C’était une étape réellement passionnante car Ole a, très tôt, exprimé son désir de trouver de nouveaux jeunes comédiens talentueux. Généralement, en télévision, nous nous tournons plutôt vers des acteurs connus et expérimentés étant plus proches de la trentaine et de la quarantaine, que l’on a l’habitude de voir au cinéma… Ici, la majorité de nos principaux comédiens ont à peine dépassé leurs 20 ans. La perspective de voir travailler ensemble cette nouvelle génération et des personnalités respectées telles que Sidse Babett Knudsen ou Nicolas Bro était particulièrement réjouissante. Nous savions dès le départ que certains d’entre eux joueraient dans la série… Il ne nous restait plus qu’à dénicher les plus jeunes.

Combien de temps avez-vous travaillé à l’élaboration de 1864 ?
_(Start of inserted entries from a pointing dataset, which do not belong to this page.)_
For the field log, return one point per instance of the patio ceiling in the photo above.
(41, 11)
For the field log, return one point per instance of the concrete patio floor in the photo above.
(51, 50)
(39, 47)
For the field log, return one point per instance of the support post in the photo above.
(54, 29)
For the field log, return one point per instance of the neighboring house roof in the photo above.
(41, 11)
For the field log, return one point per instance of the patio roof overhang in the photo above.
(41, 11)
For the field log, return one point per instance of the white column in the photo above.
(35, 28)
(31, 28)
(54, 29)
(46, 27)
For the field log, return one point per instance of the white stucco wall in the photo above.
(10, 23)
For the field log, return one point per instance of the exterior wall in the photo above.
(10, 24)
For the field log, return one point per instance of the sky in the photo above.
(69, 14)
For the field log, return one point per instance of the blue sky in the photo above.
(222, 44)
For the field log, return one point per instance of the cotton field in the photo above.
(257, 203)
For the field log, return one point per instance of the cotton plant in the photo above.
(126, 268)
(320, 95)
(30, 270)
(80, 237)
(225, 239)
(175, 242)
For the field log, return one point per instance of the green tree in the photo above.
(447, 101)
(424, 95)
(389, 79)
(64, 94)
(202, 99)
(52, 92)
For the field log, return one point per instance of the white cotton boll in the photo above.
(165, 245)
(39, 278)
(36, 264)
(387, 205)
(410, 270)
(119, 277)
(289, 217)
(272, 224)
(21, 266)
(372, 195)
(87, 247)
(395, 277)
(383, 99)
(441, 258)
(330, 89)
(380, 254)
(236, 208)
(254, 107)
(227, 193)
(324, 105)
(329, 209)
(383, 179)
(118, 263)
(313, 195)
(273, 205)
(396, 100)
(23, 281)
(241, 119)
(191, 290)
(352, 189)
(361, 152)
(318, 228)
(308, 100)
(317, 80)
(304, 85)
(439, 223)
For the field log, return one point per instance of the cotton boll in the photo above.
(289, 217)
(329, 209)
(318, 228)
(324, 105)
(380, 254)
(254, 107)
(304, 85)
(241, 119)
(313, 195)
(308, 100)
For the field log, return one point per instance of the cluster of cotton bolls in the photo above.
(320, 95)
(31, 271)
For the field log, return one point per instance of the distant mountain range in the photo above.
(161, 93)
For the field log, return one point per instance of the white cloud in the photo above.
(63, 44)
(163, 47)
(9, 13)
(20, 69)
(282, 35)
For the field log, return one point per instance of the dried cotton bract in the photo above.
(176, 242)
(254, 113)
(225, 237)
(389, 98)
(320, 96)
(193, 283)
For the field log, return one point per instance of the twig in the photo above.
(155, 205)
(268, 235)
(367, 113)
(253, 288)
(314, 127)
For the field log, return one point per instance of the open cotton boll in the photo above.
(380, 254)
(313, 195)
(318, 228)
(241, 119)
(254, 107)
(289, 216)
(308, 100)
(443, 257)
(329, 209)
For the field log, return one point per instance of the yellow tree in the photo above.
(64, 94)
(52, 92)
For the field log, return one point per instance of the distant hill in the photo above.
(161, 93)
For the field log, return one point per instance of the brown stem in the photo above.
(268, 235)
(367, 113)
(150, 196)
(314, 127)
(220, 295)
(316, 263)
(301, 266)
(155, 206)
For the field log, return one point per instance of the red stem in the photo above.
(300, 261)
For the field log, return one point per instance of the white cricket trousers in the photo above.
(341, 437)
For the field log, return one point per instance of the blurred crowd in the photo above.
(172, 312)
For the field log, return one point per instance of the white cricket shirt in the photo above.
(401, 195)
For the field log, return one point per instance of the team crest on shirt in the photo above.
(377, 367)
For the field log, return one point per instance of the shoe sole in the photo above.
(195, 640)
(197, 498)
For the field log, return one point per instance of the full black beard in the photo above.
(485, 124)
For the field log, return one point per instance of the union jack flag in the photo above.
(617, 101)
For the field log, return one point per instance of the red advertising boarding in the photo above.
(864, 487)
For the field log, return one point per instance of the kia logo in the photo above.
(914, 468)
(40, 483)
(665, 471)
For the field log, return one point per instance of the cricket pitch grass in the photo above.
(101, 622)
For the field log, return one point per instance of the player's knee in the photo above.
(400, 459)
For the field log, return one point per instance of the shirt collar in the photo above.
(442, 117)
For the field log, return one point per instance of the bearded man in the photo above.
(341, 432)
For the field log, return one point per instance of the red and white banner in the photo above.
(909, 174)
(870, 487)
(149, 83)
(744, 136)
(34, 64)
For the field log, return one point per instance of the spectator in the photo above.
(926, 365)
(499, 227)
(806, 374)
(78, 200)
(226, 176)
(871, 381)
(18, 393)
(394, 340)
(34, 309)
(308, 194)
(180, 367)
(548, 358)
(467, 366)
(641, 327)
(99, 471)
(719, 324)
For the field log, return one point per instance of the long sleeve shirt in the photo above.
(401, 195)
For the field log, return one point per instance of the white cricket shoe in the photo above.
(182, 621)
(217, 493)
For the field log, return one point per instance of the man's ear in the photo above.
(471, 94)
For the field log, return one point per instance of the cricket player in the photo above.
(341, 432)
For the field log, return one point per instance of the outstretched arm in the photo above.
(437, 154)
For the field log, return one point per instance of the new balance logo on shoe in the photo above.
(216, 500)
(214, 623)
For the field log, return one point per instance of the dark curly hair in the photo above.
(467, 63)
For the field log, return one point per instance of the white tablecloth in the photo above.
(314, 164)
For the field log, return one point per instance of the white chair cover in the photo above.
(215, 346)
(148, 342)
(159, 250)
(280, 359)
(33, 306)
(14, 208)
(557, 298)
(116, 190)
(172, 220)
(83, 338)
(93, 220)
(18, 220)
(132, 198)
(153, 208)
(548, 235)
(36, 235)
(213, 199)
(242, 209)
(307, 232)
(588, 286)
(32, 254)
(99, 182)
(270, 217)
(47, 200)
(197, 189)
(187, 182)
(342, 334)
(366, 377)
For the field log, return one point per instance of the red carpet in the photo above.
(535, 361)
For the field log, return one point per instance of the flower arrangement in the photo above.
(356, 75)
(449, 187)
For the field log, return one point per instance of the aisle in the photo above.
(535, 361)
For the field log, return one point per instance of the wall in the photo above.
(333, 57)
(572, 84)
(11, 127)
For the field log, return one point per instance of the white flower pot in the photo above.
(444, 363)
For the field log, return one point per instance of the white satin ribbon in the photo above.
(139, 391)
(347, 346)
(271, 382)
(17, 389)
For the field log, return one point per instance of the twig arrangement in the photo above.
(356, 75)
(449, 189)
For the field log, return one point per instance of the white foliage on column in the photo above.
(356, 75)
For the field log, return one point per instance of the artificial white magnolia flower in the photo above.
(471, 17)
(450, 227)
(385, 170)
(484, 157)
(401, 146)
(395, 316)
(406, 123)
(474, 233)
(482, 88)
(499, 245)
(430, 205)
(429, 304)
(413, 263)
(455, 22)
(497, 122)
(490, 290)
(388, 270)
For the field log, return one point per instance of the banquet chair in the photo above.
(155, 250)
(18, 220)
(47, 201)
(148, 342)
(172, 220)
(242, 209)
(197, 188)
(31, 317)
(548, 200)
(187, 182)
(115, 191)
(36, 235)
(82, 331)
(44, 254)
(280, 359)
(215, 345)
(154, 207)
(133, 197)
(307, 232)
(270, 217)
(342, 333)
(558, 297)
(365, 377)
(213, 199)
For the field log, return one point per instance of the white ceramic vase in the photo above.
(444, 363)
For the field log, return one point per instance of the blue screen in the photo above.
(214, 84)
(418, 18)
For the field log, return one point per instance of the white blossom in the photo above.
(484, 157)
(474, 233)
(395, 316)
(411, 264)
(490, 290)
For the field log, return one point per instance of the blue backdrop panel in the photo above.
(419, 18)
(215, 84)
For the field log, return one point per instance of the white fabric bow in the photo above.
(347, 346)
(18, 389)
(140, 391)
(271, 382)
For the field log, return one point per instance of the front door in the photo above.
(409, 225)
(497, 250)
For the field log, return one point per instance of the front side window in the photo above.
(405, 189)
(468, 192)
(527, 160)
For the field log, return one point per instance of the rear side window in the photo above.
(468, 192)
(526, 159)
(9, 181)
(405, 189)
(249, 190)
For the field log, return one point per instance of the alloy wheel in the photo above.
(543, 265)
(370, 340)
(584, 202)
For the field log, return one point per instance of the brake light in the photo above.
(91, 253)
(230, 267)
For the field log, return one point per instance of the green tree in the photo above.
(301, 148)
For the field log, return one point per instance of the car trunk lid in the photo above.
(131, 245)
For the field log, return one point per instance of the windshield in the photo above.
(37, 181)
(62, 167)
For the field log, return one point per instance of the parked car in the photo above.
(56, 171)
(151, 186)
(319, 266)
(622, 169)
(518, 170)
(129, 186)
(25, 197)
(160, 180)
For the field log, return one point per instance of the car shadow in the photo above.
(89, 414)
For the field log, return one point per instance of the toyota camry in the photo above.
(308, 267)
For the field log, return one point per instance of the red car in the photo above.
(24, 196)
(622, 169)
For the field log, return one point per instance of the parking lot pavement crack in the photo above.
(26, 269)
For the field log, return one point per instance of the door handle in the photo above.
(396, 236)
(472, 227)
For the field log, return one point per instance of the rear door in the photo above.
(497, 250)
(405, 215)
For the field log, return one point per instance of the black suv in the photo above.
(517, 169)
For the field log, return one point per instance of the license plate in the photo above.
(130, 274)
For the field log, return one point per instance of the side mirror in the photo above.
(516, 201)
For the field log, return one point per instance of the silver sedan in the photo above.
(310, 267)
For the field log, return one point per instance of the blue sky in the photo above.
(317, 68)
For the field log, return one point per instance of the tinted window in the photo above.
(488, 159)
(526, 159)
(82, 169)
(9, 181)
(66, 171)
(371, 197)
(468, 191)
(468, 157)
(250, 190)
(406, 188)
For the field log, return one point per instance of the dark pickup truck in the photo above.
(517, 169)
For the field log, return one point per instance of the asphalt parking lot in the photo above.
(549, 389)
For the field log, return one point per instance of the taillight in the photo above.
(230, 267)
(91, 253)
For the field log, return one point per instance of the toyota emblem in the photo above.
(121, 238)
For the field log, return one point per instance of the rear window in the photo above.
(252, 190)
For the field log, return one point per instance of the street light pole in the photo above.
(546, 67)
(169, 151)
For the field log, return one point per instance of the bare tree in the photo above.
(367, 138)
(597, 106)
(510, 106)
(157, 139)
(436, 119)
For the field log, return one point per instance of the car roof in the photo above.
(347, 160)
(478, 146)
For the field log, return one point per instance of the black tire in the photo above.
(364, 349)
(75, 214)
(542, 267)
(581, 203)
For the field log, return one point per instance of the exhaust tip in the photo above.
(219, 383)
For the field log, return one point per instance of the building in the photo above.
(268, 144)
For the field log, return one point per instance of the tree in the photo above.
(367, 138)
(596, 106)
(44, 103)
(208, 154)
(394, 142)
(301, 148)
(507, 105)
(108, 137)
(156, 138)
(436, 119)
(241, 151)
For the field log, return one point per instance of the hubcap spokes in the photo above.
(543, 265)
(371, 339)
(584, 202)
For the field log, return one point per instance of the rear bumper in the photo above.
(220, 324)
Du premier jour où nous avons téléphoné à Ole jusqu’au soir de l’avant-première, je crois que nous y avons consacré trois ans et demi… Le tournage à lui seul a nécessité environ 120 jours, ce qui est assez énorme. Généralement, au Danemark, nous travaillons sur la base de journées de huit heures… Ici, nous sommes passés à un rythme de douze heures par jour. En un sens, vous pouvez donc ajouter environ quatre heures de plus chaque jour… Ce qui ramènerait le temps de tournage à environ 180 jours classiques. Cela représente le double de temps que pour Those Who Kill ou Dicte, par exemple. Et encore… nous avons gagné pas mal de temps en optant pour des effets spéciaux numériques en post-production. Ainsi, pas besoin d’attendre sur le plateau que l’on refasse un raccord maquillage, ou un impact de balle.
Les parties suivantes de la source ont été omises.